慌てて、ぶどう畑を探したが、金色の矢は見当たらない。せっかくもらったのに、あー、もう最悪だ。
「どうしたんじゃ? ヴァン」
「爺ちゃん、僕のおでこに矢が刺さって、触ったらなくなってしまって……。どこかに落ちたみたいなんだ」
「おぉっ! それは青い矢と同じ物じゃ。神から【スキル】をいただいたのじゃ!」
「えっ? 矢が消えたのに?」
「心配はいらん。金色の矢には、ありとあらゆる【スキル】と【富】の矢があるのじゃ。ヴァンは、【スキル】の矢をいただいたのじゃろう」
「そうだよ。【スキル】は通常は青い矢だがね。赤い矢とは違って、青い矢は、触れた者にすぐ吸収されるんだよ」
「ヴァンちゃん、何の【スキル】をいただいたんだい?」
「それは、まだわからんよ。ヴァンはまだ【ジョブ】の印を授かっていないだろう?」
爺ちゃん達は興奮して、弾丸トークだ。
僕は、その勢いに圧倒されながらも、なんとかコクリと頷いた。
そうか、明日になったら、僕に与えられた【ジョブ】と、神からもらった金色の矢の【スキル】がわかるんだ。

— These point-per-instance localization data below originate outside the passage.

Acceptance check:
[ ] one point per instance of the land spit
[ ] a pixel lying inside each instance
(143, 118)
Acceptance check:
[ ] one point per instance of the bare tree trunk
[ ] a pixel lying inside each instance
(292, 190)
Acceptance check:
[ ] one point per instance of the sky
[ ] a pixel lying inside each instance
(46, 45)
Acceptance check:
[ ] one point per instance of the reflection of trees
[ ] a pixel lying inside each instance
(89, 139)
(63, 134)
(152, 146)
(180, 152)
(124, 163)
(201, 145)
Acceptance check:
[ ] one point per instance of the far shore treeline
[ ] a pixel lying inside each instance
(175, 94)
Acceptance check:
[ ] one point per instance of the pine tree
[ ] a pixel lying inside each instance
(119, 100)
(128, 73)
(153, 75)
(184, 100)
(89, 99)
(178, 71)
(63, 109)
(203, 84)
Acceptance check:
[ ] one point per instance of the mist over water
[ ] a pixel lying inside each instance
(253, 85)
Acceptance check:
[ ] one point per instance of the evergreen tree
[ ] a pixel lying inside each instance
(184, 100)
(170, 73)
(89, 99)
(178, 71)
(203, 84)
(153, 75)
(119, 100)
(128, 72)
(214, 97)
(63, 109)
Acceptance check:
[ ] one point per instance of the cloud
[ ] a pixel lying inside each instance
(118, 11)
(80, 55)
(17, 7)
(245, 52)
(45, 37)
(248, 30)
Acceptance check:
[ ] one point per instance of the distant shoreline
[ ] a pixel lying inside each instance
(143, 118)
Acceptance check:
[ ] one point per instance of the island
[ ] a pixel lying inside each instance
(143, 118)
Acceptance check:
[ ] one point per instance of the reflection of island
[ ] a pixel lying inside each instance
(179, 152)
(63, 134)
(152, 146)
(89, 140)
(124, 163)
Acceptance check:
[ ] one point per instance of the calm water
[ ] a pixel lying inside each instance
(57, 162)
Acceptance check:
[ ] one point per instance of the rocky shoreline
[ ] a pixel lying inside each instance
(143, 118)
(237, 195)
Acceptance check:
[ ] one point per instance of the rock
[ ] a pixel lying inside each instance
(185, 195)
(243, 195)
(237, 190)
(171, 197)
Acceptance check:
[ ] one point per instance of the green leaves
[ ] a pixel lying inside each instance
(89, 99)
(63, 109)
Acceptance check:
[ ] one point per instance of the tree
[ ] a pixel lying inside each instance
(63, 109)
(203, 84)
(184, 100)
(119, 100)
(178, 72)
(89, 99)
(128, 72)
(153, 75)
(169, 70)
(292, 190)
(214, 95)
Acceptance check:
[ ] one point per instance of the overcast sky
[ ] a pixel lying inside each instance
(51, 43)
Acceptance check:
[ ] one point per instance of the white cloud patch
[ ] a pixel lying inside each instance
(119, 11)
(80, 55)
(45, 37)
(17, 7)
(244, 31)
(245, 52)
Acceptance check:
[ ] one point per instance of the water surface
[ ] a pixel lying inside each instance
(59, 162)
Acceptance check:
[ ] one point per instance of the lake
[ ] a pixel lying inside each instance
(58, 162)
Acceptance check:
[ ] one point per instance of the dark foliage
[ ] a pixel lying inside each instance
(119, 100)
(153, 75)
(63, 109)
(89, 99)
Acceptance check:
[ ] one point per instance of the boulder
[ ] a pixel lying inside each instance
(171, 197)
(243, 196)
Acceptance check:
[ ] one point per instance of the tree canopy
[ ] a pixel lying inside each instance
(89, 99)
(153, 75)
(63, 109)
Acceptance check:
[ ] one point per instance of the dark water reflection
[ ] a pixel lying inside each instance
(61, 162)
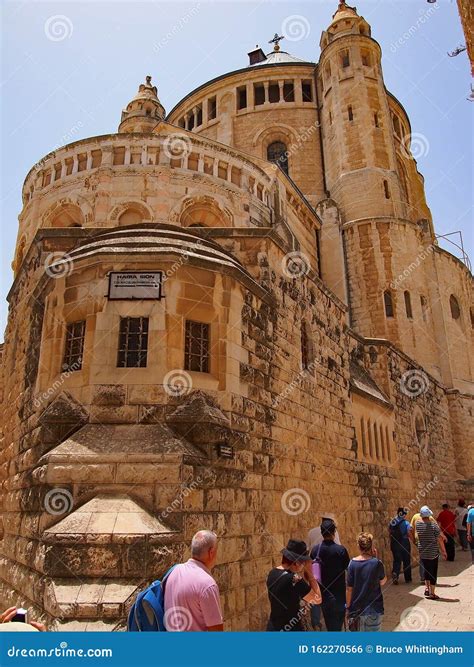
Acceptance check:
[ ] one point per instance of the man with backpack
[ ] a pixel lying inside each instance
(191, 600)
(399, 529)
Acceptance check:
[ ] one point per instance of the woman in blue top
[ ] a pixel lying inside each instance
(365, 576)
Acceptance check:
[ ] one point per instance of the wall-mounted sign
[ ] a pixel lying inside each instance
(135, 285)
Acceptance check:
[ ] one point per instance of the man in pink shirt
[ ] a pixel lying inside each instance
(191, 593)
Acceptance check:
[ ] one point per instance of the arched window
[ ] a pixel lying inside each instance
(277, 153)
(455, 309)
(388, 303)
(130, 216)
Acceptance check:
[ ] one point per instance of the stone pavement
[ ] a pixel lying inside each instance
(407, 609)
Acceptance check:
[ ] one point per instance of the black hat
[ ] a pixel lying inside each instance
(296, 550)
(328, 527)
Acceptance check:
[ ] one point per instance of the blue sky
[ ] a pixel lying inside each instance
(68, 69)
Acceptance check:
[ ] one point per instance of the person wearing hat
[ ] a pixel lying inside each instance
(333, 559)
(398, 529)
(430, 543)
(288, 584)
(417, 517)
(8, 622)
(447, 522)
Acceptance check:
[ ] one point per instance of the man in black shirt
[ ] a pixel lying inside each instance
(334, 560)
(288, 584)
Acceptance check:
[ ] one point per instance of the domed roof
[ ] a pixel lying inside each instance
(277, 57)
(344, 12)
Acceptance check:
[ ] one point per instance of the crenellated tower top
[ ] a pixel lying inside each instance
(144, 111)
(345, 21)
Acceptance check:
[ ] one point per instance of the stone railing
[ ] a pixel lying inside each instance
(178, 151)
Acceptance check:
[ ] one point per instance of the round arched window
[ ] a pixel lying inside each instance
(455, 309)
(278, 154)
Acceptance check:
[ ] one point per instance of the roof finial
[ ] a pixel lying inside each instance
(276, 41)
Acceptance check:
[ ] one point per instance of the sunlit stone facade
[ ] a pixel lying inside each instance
(235, 316)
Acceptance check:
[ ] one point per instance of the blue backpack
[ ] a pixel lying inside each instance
(147, 612)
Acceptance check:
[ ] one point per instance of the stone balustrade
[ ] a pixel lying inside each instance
(176, 151)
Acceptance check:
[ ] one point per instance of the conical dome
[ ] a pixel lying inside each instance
(144, 111)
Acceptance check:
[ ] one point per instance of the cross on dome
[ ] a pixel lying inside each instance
(276, 41)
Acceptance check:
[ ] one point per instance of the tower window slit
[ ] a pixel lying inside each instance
(196, 346)
(133, 342)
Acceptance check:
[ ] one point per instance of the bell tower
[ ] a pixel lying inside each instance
(361, 166)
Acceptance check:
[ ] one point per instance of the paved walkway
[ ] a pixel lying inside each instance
(407, 609)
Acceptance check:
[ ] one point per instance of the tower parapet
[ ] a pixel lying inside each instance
(144, 111)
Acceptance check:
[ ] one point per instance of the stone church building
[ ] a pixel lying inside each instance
(233, 316)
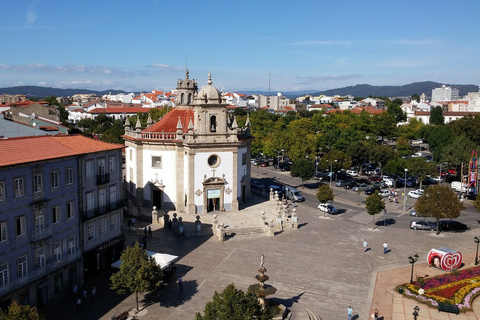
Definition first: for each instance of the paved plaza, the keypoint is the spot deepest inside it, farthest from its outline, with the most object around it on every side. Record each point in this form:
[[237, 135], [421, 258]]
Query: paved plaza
[[320, 266]]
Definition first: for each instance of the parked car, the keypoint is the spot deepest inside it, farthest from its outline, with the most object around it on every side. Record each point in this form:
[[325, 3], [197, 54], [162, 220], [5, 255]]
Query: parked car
[[452, 225], [415, 193], [371, 190], [360, 187], [350, 184], [422, 225], [256, 185], [385, 193], [328, 208], [275, 188]]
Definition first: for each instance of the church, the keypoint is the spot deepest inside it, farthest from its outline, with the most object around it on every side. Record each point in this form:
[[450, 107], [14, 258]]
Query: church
[[194, 160]]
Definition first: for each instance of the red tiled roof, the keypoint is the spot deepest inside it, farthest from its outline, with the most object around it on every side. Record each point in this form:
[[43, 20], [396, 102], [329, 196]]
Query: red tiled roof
[[39, 148], [131, 110], [169, 122]]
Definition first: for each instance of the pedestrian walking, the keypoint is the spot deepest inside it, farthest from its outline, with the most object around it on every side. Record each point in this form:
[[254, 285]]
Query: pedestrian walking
[[365, 246], [180, 284]]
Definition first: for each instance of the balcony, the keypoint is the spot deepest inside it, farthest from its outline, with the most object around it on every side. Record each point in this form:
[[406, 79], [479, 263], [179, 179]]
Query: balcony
[[103, 178], [103, 209], [41, 233], [37, 273]]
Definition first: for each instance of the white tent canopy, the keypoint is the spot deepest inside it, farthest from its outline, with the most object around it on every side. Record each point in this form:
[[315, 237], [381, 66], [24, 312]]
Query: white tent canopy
[[164, 260]]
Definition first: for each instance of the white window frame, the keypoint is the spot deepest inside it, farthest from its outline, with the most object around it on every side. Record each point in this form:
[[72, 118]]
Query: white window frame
[[3, 274], [113, 222], [2, 191], [22, 264], [157, 162], [91, 231], [70, 209], [89, 172], [41, 259], [21, 226], [57, 251], [103, 227], [54, 183], [56, 218], [69, 176], [3, 231], [113, 164], [19, 188], [71, 245], [38, 183]]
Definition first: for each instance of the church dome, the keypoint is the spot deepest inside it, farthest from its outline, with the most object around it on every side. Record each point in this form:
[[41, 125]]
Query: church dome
[[209, 94]]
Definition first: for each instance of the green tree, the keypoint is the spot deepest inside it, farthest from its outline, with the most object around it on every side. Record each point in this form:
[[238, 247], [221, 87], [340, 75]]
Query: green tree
[[382, 154], [420, 168], [234, 304], [20, 312], [439, 202], [138, 273], [303, 169], [436, 116], [325, 194], [374, 204]]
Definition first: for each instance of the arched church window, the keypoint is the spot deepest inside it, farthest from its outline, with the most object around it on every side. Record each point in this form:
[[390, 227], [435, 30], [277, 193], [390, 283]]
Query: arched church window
[[213, 124]]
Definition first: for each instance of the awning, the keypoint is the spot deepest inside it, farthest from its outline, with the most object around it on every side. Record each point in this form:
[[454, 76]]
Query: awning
[[164, 260]]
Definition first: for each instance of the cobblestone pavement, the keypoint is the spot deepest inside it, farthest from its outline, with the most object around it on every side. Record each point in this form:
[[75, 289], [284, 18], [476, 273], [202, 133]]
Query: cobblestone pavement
[[321, 266]]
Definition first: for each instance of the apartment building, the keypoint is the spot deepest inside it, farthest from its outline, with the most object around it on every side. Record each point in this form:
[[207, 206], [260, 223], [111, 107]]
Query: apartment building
[[60, 208]]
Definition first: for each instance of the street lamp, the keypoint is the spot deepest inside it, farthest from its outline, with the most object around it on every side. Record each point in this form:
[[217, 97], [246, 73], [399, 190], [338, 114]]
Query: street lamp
[[331, 172], [405, 190], [477, 241], [278, 161], [415, 312], [412, 260]]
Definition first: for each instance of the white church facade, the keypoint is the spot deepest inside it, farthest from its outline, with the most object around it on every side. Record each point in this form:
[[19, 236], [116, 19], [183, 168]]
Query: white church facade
[[194, 160]]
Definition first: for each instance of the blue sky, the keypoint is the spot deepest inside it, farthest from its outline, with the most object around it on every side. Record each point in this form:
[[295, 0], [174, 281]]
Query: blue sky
[[305, 45]]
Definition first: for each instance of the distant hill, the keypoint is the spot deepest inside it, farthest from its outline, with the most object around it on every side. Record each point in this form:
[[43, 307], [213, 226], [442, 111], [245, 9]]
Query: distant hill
[[365, 90], [359, 90], [41, 92]]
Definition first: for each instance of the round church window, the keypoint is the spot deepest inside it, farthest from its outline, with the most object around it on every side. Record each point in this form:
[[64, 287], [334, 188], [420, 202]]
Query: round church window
[[214, 161]]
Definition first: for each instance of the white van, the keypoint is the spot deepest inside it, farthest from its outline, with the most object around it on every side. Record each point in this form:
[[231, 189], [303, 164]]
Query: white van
[[459, 186], [292, 193]]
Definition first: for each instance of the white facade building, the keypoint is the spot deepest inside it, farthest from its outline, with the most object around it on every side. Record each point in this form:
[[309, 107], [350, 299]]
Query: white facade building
[[194, 160]]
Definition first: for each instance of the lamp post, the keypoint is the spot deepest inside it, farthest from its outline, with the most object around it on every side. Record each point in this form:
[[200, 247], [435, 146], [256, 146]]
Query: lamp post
[[477, 241], [331, 172], [412, 260], [405, 190], [278, 161], [415, 312]]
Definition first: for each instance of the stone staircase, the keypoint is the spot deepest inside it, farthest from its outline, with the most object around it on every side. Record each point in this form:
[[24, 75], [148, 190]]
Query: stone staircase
[[245, 231]]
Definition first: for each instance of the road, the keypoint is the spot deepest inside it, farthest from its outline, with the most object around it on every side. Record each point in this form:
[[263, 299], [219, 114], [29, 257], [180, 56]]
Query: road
[[349, 202]]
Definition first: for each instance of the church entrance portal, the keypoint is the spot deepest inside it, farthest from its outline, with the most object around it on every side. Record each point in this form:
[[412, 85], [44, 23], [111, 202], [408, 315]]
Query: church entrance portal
[[213, 198]]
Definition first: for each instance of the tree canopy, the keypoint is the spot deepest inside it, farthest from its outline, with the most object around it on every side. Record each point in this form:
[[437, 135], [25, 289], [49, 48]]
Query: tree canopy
[[234, 304], [138, 273], [439, 202]]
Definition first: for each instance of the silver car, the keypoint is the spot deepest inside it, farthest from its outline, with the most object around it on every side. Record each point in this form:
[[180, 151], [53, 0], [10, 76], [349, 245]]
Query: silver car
[[422, 225]]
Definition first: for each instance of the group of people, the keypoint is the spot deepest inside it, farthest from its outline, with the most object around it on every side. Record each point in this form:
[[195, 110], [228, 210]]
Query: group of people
[[86, 296], [393, 197], [350, 313]]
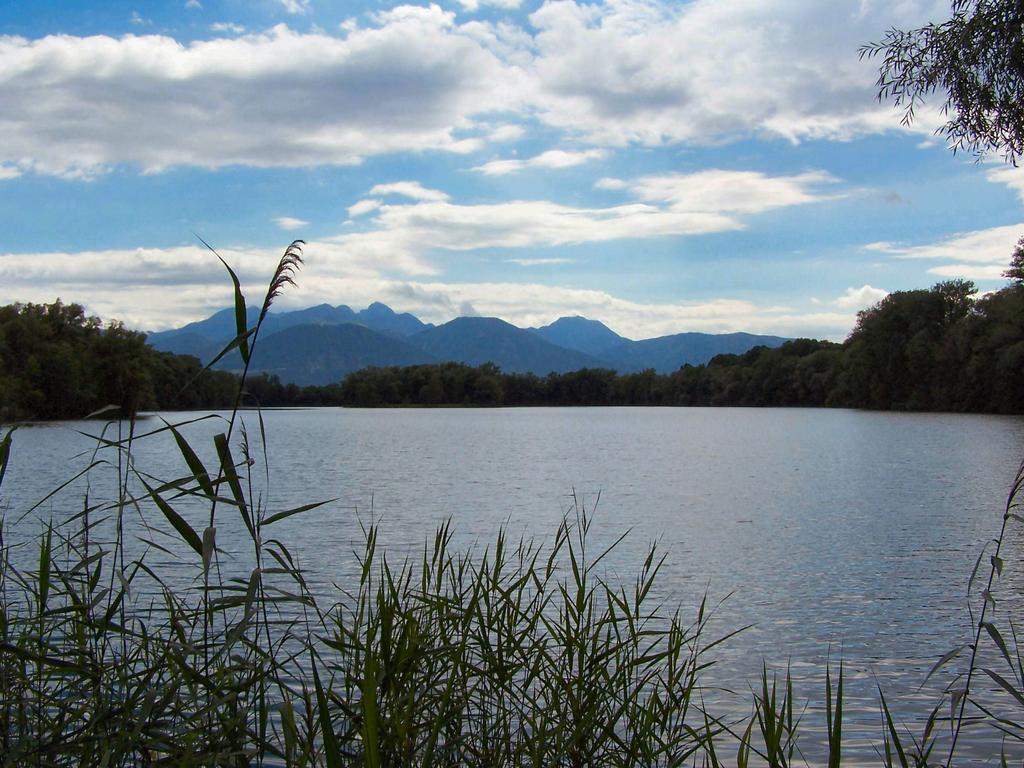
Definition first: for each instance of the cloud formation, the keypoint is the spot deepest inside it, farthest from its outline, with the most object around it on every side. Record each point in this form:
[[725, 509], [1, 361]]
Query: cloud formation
[[549, 159], [76, 107], [983, 254], [415, 79], [859, 298], [130, 284], [289, 223]]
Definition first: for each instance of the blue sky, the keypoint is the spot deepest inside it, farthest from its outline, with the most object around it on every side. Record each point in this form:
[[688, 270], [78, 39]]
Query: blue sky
[[716, 165]]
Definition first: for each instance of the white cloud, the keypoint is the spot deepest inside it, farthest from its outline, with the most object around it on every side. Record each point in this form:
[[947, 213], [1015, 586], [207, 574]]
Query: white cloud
[[991, 247], [677, 205], [549, 159], [295, 7], [970, 271], [725, 192], [507, 132], [608, 74], [473, 5], [709, 71], [1012, 176], [77, 107], [413, 189], [858, 298], [540, 262], [153, 289], [227, 27], [289, 223], [363, 207]]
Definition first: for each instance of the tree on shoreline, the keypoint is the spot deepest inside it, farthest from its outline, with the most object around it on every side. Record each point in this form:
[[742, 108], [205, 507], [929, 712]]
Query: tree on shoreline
[[976, 57]]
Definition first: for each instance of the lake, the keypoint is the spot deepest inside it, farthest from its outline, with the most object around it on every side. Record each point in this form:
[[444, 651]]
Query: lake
[[833, 532]]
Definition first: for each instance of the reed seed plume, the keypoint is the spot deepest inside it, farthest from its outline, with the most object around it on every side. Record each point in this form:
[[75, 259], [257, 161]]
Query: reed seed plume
[[290, 262]]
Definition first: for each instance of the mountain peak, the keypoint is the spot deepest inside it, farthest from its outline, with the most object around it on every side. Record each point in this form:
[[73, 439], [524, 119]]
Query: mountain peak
[[583, 334]]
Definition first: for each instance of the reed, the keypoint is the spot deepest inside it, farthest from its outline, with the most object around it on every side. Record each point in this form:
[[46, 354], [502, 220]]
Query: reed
[[519, 653]]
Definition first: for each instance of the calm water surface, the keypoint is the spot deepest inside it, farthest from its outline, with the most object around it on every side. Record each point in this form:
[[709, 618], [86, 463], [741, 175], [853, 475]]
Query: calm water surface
[[830, 531]]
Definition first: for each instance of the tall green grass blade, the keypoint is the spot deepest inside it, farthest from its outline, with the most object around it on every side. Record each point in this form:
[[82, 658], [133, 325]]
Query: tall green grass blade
[[5, 454], [332, 753], [241, 322], [193, 461], [230, 474], [893, 733], [296, 511], [177, 521]]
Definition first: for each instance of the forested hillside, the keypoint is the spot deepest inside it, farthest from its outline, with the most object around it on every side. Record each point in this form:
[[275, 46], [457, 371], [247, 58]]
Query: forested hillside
[[56, 363], [937, 349], [934, 349]]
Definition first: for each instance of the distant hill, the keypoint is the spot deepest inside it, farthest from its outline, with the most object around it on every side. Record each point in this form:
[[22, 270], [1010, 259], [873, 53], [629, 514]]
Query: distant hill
[[309, 346], [478, 340], [327, 353], [668, 353], [590, 337], [207, 337]]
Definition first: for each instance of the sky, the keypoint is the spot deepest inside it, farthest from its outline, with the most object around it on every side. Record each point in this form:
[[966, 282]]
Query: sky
[[713, 165]]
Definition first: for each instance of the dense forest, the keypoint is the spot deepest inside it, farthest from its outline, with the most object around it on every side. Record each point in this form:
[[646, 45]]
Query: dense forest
[[936, 349], [56, 363]]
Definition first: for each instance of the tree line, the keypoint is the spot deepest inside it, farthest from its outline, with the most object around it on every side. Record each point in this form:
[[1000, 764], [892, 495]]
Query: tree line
[[937, 349], [942, 348], [56, 363]]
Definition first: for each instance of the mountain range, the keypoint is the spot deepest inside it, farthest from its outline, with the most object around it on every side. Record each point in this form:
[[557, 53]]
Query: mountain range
[[324, 343]]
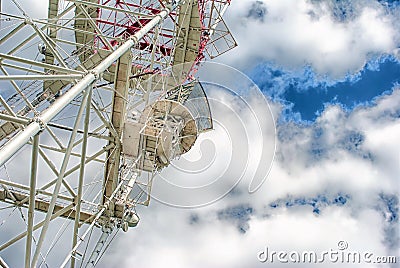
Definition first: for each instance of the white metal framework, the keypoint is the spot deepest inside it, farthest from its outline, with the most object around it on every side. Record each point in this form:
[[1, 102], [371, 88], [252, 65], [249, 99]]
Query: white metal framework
[[102, 86]]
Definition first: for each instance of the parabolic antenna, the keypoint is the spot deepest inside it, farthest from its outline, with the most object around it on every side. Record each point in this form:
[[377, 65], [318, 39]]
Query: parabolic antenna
[[96, 98]]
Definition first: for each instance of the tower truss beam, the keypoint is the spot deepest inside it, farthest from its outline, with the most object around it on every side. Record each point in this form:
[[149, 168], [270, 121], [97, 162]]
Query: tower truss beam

「ヴァン、明日は神官様がいらっしゃる。今日は、早めに農作業を終えておくのじゃぞ」
「爺ちゃん、この畑の剪定作業が終わったら、家に帰るよ」
「楽しみだね。ヴァンちゃんが『農家』の印を授かったら、剪定作業も、もっと上手くなるよ。いずれ、ぶどうの木に宿る妖精の声が聞こえるようになるからね」
「それって、姿なき声の導き? 妖精の声なんだ」
「あぁ、そうだよ。『農家』のレベルが上がって、超級に到達したら、声が聞こえるようになるんだよ。明日は朝早いんだろう? 今夜は早く寝るんだよ」
「うん、そうするよ、婆ちゃん」
金色の矢が、『ハンター』の【スキル】だったらどうしよう。村の人達には僕の野望は秘密だ。喜びすぎてバレないように気をつけなきゃ。
その夜は、妙に緊張して、僕はなかなか眠れなかった。